TOP TEN REASONS WHY VIDEO PLATFORMS FAIL:

1. Insubstantial library of content
2. Poor bit rates
3. Lack of innovation (clone platform)
4. No share in content ownership rights
5. No exclusivity of content distribution
6. Lack of spark/spirit for a centralized community
7. Need for users to d/l proprietary software
8. Awkward interface design
9. Overly excessive emphasis on rights protection
10. Lack of technological foresight & audience expectations

The rest of the article is worth reading too.

May 11, 2007

Web 2.0 still in its infancy

David Pogue wrote a blog entry this week entitled Asking the Crowd to Spread the News in which he muses about all the useful and more pro-active things that Web 2.0 applications could be used for beyond just entertainment (YouTube) and buying 'collectors items' (eBay), etc. Its further endorsement that the time is now for the Hub and other projects like it:

A Web 2.0 site doesn’t really take off until the public anoints a de facto “main” one in a category, at which it becomes self-fulfilling. For example, there are other auction sites, but most people still go to eBay; there are other video sites, but YouTube is the big kahuna. And how that anointing happens is a mysterious thing, having to do with buzz, timing and software design.

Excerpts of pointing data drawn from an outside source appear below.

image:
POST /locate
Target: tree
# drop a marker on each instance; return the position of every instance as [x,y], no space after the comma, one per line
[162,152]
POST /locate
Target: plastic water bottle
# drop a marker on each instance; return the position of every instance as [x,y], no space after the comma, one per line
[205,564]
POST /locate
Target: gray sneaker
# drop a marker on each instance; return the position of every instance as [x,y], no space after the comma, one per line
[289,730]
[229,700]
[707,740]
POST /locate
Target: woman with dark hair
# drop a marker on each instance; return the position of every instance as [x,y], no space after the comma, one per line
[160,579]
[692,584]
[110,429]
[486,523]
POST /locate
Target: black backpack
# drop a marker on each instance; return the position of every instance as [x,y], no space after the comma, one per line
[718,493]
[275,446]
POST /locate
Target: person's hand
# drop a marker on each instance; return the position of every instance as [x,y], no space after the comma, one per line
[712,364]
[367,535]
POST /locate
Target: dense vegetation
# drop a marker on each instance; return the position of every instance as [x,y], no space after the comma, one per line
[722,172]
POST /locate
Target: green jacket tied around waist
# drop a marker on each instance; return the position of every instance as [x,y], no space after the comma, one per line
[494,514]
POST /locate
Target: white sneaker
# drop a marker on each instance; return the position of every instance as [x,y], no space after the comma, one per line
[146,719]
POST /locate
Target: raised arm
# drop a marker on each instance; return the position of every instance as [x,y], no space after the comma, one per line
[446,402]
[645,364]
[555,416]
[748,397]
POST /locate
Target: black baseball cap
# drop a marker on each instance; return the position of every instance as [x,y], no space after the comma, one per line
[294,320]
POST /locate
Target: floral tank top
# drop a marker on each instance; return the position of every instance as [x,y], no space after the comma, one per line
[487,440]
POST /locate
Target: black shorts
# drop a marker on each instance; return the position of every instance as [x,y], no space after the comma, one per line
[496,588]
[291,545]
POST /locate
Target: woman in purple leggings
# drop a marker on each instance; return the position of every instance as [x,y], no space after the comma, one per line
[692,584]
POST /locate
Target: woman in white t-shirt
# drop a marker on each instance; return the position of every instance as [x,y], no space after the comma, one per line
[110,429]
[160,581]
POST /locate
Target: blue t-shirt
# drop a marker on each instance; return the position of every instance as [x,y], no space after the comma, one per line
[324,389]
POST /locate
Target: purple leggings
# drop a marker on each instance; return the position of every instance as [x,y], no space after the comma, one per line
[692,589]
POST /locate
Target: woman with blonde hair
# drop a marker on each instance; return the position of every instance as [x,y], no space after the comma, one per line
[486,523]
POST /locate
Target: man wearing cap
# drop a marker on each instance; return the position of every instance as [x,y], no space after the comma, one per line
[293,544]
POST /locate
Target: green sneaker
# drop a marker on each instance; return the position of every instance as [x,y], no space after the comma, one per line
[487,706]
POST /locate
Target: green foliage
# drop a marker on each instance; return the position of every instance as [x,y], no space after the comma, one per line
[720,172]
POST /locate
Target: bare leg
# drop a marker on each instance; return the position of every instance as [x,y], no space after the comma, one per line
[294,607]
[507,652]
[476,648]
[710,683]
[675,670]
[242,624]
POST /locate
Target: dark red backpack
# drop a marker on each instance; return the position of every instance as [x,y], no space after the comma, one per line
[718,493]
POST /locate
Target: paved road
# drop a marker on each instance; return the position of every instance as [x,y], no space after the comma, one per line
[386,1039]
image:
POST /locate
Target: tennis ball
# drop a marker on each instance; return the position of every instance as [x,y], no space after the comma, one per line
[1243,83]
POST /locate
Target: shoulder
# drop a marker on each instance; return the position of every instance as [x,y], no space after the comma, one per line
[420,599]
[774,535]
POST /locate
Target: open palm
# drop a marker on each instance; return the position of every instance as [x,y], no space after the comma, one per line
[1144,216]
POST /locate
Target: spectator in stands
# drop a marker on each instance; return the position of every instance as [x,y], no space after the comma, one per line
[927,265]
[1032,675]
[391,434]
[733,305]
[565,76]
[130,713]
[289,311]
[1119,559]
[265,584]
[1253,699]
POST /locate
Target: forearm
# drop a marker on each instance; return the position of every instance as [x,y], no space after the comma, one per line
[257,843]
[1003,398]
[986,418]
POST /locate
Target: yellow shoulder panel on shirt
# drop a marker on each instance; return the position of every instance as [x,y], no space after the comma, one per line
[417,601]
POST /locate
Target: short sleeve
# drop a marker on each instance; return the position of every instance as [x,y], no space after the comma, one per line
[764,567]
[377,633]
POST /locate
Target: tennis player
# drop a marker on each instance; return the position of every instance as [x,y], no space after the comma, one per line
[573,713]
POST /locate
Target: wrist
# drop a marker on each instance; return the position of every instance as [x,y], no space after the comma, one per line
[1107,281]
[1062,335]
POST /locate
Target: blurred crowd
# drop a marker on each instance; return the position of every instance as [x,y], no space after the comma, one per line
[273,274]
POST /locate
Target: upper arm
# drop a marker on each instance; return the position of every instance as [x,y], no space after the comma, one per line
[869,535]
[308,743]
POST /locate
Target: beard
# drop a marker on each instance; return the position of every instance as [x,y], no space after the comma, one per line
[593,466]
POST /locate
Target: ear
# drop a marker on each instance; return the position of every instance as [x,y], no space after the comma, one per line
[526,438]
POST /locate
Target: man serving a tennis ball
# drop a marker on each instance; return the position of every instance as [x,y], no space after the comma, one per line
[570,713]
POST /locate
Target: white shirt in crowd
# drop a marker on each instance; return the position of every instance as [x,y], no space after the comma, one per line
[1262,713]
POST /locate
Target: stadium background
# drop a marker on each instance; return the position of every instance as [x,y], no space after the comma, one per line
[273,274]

But the bottom line is that Web 2.0 is still in its infancy. There are so many other ways that we could save time, money, hassle — if only we had the right information from other people like us.

Get started, entrepreneurs. You’re living in an exciting time.

May 03, 2007

Does The Number have a lesson for human rights activists?

Our good friend Ethan has done it again, drawing the connection between a recent viral meme, anti-censorship, and human rights in an article on World Changing.

A 16 digit number used as a key to decrypt HD-DVDs became the center of an online revolt against internet censorship yesterday, when it was posted on several blogs, and attempts to stop its proliferation only led to increased popularity.

My interest in the situation has less to do with DVD hacking and more to do with the question of how sensitive information can spread on the Internet. The spread of the number is something of a perfect storm. Many of the techno-libertarians who populate sites like Digg have no great sympathy for digital rights management or the DMCA. The clandestine information - a 16 digit number - is really small, and can be spread through numerous different methods. (As cryptographers have observed, it’s much easier to stop the spread of the video files, which are gigabytes in size, that targeting less that a kilobyte of information…)

Guess video will still be a problem for the foreseeable future.